Thursday, July 10, 2008

See you in Anaheim

For those of you planning to attend the NMRA Convention next week in Anaheim, I hope you’ll drop by one of my clinics to say hello. I’m presenting two clinics, “Creating an Operating Session” and “Layout Design from the Prototype”. I’m also participating as a panelist with a number of former editors of the Layout Design SIG’s Layout Design Journal to discuss “Layout Design Trends”.

The operations-oriented clinic will attempt to cover everything from car movement to train control to crew management and human factors. Obviously, an hour-long clinic will just scratch the surface of the topic, but hopefully it will be useful for those beginning to explore operations on their own layouts.

The clinic on designing from the prototype will hopefully interest those considering prototype-based layouts, freelanced layouts, and everything in between. I’ll try to share a bit about the thought process I find myself going through with most projects. Model railroad layout design is all about the trade-offs and compromises, and there are multiple junctures in the process where this comes into play.

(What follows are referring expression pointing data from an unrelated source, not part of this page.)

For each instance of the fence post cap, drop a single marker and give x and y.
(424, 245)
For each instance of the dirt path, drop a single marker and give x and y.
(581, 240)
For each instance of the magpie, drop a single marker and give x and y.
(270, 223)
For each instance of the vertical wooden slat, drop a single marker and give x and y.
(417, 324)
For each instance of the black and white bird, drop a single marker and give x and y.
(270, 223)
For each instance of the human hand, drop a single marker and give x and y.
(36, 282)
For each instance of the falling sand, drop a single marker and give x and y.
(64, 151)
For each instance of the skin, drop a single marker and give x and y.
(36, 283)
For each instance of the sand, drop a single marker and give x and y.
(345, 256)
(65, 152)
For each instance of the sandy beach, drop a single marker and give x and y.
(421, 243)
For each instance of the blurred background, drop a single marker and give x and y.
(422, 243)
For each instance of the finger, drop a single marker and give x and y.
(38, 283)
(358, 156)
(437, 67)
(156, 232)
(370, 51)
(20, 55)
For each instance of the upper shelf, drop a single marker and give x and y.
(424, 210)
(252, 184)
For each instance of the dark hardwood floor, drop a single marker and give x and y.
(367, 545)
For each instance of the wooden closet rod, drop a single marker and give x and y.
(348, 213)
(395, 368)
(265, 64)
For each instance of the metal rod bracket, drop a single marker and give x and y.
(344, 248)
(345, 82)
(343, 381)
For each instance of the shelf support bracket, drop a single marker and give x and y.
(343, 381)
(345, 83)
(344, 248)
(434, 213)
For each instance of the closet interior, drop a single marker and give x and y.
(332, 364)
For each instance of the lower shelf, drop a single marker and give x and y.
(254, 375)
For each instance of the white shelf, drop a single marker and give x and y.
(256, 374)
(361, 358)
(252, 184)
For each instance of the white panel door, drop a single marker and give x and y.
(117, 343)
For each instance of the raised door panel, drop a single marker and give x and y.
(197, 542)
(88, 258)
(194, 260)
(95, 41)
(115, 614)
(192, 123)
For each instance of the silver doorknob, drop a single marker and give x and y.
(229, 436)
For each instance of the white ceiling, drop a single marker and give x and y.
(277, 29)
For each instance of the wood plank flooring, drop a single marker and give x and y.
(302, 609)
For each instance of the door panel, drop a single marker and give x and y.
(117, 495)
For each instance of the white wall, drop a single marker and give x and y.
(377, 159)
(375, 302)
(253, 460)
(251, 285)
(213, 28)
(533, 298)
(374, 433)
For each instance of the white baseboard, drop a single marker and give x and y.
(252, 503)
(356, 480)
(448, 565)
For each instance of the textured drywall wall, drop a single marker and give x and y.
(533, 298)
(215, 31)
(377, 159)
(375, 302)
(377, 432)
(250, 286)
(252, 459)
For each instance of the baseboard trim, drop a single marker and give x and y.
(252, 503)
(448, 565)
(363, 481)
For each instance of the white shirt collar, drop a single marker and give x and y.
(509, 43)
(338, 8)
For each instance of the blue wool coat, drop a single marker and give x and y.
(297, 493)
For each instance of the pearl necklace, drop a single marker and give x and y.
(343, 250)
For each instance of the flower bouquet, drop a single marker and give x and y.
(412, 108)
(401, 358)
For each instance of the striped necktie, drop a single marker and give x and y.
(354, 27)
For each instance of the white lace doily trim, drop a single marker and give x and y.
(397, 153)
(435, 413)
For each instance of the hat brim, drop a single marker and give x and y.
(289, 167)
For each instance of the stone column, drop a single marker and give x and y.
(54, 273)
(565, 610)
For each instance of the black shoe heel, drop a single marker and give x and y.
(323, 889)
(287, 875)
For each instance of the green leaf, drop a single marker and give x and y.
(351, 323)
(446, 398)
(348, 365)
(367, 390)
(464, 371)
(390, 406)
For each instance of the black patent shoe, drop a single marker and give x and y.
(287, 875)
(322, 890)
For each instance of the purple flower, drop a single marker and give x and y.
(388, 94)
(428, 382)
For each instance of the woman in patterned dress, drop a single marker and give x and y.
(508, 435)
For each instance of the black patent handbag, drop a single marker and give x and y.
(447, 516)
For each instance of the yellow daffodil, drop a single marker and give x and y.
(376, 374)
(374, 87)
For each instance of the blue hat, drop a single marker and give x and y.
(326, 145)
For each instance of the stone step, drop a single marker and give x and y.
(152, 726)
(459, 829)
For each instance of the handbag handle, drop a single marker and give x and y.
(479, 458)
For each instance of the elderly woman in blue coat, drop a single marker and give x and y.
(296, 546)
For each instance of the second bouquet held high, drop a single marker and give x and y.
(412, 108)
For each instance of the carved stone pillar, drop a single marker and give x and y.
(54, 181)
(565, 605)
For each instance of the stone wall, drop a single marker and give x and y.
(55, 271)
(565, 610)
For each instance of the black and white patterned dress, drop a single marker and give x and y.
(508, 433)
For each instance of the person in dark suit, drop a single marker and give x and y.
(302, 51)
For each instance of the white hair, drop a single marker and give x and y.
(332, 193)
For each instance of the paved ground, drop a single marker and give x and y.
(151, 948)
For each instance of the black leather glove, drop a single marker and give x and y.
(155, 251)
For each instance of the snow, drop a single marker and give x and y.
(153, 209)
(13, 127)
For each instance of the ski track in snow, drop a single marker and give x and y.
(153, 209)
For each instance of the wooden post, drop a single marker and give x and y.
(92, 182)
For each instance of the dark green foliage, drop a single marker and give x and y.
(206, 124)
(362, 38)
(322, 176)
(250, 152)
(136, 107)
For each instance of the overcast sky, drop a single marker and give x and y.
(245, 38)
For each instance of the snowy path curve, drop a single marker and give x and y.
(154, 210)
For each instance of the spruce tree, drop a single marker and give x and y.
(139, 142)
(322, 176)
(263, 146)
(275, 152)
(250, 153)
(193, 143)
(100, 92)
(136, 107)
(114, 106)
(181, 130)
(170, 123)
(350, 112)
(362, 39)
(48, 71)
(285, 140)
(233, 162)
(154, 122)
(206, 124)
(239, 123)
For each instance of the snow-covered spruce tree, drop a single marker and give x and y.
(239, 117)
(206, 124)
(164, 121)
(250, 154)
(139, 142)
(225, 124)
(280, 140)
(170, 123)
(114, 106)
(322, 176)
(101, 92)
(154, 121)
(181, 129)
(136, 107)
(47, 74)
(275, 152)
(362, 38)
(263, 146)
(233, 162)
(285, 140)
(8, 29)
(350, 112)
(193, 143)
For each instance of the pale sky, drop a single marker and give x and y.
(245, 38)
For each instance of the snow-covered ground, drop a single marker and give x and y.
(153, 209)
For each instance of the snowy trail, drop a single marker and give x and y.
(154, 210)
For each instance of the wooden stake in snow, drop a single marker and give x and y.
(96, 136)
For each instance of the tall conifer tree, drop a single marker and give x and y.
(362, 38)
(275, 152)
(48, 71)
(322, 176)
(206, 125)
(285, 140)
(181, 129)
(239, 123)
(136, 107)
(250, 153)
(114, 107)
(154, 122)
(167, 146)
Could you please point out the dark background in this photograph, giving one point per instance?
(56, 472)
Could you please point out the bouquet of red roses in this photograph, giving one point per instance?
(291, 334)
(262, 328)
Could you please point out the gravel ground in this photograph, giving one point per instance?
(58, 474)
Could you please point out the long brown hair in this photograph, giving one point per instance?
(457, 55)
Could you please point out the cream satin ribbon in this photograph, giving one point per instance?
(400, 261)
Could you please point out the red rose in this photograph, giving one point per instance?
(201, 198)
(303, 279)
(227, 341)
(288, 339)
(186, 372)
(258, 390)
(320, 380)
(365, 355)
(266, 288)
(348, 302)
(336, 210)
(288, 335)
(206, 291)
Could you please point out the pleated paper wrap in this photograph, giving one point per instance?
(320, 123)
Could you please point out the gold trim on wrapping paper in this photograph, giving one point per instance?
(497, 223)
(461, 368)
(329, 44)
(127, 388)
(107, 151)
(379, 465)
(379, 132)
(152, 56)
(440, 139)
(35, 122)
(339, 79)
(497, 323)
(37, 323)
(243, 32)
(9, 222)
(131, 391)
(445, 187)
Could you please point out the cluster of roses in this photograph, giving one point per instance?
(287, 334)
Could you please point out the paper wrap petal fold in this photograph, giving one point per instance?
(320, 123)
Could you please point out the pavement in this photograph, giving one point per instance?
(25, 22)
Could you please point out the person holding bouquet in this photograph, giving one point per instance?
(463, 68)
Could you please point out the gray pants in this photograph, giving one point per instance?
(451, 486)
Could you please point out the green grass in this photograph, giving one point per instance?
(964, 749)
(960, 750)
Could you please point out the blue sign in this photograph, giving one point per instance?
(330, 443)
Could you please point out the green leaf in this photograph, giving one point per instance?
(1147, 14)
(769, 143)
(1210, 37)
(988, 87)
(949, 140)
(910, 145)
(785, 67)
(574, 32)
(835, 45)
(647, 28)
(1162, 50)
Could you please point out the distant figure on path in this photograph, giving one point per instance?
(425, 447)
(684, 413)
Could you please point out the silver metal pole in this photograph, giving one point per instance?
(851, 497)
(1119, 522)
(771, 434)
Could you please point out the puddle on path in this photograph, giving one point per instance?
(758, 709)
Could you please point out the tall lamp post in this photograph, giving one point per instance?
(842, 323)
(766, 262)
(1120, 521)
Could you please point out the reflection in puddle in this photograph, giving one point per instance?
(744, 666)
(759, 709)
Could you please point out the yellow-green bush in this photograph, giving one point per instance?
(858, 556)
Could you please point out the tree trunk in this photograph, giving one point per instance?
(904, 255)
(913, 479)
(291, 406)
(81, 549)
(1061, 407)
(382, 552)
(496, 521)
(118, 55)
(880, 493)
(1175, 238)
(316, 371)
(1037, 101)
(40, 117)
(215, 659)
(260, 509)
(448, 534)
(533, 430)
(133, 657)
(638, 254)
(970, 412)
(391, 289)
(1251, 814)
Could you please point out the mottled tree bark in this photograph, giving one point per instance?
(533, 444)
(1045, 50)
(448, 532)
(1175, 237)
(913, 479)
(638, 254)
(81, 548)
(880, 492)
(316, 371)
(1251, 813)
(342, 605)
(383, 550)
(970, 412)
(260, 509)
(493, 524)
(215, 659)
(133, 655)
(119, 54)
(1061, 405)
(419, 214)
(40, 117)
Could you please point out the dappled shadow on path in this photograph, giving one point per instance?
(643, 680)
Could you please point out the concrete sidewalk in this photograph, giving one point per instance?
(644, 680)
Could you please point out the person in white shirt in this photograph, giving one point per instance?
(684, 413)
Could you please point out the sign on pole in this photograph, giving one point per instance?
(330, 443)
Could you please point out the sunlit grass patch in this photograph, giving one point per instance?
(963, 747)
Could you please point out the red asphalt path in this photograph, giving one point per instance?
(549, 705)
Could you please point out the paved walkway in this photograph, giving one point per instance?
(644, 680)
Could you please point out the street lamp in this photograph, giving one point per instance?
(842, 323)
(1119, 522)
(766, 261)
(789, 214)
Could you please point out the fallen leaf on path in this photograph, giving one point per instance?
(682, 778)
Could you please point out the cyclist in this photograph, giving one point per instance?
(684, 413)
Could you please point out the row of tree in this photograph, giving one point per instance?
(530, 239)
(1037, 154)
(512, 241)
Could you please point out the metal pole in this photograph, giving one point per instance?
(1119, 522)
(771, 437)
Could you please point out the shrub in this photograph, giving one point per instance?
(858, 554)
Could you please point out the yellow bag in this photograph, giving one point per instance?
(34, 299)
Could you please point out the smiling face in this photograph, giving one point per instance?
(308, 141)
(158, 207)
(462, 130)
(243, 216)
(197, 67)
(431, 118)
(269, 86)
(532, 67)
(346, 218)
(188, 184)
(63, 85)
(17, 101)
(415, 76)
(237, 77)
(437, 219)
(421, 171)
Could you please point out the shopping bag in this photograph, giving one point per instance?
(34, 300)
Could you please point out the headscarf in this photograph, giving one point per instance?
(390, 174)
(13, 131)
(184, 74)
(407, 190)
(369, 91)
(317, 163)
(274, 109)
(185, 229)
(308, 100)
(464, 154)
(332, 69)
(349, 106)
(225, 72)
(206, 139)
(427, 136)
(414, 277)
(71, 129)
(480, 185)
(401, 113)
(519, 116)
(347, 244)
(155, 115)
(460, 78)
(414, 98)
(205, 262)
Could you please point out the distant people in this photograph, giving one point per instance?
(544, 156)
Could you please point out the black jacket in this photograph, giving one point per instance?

The layout design trends panel discussion (Tuesday at 4pm) will be an interesting look inside the minds of a number of accomplished modelers and hobby thinkers. And me. Some preliminary email discussions among the panelists suggest that we will bring at least a few different viewpoints to the table. Model railroad layout design ain’t rocket science, but there are some interesting new ideas as well as older ideas being applied in new ways.

Hope to see you there.

Greatest. Baseball. Announcer. Ever. I’ve been spending time in Southern California recently helping out with some family matters and have had a chance to catch a few L.A. Dodgers broadcasts. Even though I was always much more of an Angels fan growing up, Dodgers broadcaster Vin Scully is still the very best there has ever been at his craft, in my opinion. Scully never over-hypes a moment and has an instinctive knack for drawing the listener or viewer into the game with a pertinent fact or stat delivered in a relaxed and engaging manner.

Scully gives the game itself “room to breathe” – and with that, he smoothly communicates the ebb-and-flow rhythm that’s the natural pace of baseball pitch-to-pitch. It’s like watching the game with an old friend who happens to be incredibly knowledgeable (and has a research team backing him up). I imagine Scully will be retiring sometime soon, so it’s been great to have a chance to enjoy his understated excellence again. Thanks, Vin!